Women adorned with wigs and staged in neon Californian landscapes result in timeless, eerie and compelling images. Her large-format Technicolor photographs draw from the cinematic conventions of the likes of Alfred Hitchcock and David Lynch. These visually engaging portraits go deeper than what meets the eye, creating an intriguing and surreal narrative for the women they feature, which hints at a sense of allure and uncertainty.
Initially inspired by the work of William Eggleston, Prager has consistently created successfully enticing images since her first Los Angeles show in 2007. This latest exhibition in London will feature a selection of never-before-seen photographs, the premiere of Pragers first foray into film, as well as works from a recent Tokyo sojourn a step away from her usual West coast locations and inspirations.
Born in 1979, Prager is based in Los Angeles and has no formal training as a photographer.

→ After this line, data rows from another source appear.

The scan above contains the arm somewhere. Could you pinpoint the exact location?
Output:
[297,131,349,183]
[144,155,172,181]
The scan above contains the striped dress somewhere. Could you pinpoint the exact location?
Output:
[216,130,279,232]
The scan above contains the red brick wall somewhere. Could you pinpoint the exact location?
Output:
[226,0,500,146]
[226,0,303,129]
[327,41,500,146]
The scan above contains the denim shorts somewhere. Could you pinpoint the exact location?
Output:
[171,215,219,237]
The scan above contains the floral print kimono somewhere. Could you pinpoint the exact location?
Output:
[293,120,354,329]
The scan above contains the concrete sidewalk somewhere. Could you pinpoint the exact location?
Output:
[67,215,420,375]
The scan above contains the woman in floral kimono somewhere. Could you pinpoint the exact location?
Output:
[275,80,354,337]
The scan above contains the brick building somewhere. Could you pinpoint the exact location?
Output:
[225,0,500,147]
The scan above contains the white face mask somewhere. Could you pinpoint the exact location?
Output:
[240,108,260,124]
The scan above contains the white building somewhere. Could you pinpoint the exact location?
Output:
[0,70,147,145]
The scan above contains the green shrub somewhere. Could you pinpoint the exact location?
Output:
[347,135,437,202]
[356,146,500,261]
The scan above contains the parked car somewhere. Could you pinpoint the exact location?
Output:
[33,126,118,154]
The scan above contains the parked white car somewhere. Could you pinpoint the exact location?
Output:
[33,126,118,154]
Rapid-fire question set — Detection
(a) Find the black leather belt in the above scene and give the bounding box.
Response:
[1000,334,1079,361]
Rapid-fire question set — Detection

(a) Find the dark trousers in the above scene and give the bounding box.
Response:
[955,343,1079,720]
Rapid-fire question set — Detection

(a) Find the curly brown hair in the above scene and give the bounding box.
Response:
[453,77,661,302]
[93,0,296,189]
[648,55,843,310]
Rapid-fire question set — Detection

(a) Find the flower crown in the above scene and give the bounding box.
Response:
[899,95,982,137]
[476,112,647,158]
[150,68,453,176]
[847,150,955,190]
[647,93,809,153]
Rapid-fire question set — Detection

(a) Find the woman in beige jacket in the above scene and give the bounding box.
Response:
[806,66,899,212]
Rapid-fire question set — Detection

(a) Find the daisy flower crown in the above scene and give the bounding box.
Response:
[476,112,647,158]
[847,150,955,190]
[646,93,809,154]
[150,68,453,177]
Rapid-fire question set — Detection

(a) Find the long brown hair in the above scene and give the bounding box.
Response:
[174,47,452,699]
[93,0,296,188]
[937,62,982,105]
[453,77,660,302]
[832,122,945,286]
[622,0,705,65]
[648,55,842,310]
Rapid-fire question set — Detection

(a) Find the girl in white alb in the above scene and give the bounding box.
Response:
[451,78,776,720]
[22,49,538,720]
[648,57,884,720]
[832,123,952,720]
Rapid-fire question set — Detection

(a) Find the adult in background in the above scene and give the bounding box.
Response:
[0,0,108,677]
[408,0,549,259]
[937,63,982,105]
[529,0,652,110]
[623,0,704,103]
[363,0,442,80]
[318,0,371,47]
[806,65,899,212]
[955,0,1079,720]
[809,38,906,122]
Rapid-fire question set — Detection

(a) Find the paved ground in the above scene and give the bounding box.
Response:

Through talent and tenacity she has been exhibited and published internationally in cities such as Los Angeles, New York and London. Recently Prager has been selected by New York Citys MOMA for their forthcoming autumn exhibition, New Photography 2010. Original, thought-provoking and charged, Pragers work continues to challenge the preconceived ideas of what makes photography art in a world where so many artists vie for this sought-after label.